無水マレイン酸は、ベンゼンまたはn-ブタンの気相酸化により製造される.ベンゼン酸化は全て固定床気相酸化プロセスであるが、n-ブタン酸化では固定床気相酸化プロセスと流動床気相酸化プロセスとがある。ベンゼン酸化用触媒としては、バナジウム、モリブデン、リンを主成分とする複合酸化物を不活性担体に担持した担持型触媒が一般的である。n−ブタン酸化用触媒は、固定床用、流動床用いずれの場合に於いてもバナジウム、リンからなる複合酸化物、ピロリン酸ジバナジルを主成分とするものが一般的に使用されている。流動床用の触媒では更にシリカゾル等の無機バインダーを加え耐摩耗性を向上させた触媒が使用される。

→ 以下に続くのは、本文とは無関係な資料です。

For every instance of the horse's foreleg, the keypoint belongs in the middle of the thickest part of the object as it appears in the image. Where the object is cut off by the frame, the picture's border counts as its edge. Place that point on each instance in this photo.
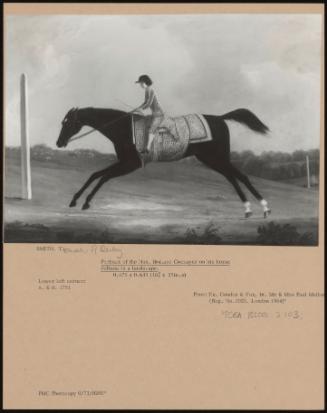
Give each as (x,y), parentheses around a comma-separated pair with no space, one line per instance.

アクリル酸は紙おむつ等に使用される高級水性樹脂の原料を始めとして、そのポリマー、エステル類が幅広い用途で使用される非常に重要な基礎化学品であり、全世界で年間約300万tが生産されている。その製造方法としてこれまで様々なプロセスについて検討がなされてきたが、今日ではプロピレンからアクロレインを経由しアクリル酸に至る2段気相酸化法が唯一のプロセスとなっている。一段目のプロピレン酸化には、モリブデン、コバルト、ビスマスを主成分とした複合酸化物触媒が用いられ、二段目のアクロレイン酸化にはバナジウム、モリブデンを主成分とした多成分系触媒が用いられている。
メタアクリル酸は、その原料により、ACH(アセトシアノヒドリン)法、MAN(メタアクリロニトリル)法、エチレン法、プロピレン法、直接酸化法の反応様式がある。原料事情によりプロセスは多様化しているが、日本国内では直接酸化法が主流である。直接酸化法は、イソブチレンまたはter-ブタノールからメタクロレインを経由してメタアクリル酸を製造する固定床2段気相酸化反応である。一段目のイソブチレンまたはter-ブタノールの酸化には、モリブデン、コバルト、ビスマスを主成分とした複合酸化物触媒が用いられ、二段目のメタクロレインの酸化は、モリブデン、バナジウム、リンからなるへテロポリ酸系触媒が用いられる。メタアクリル酸はメチルエステル化したMMAモノマーとして使用される事が多い事から、メタアクロレインを一段で酸化・エステル化させてMMAモノマーとする製法も企業化されている。この反応は液相不均一系で行われ、触媒にはパラジウム、鉛を主成分とした系が用いられる。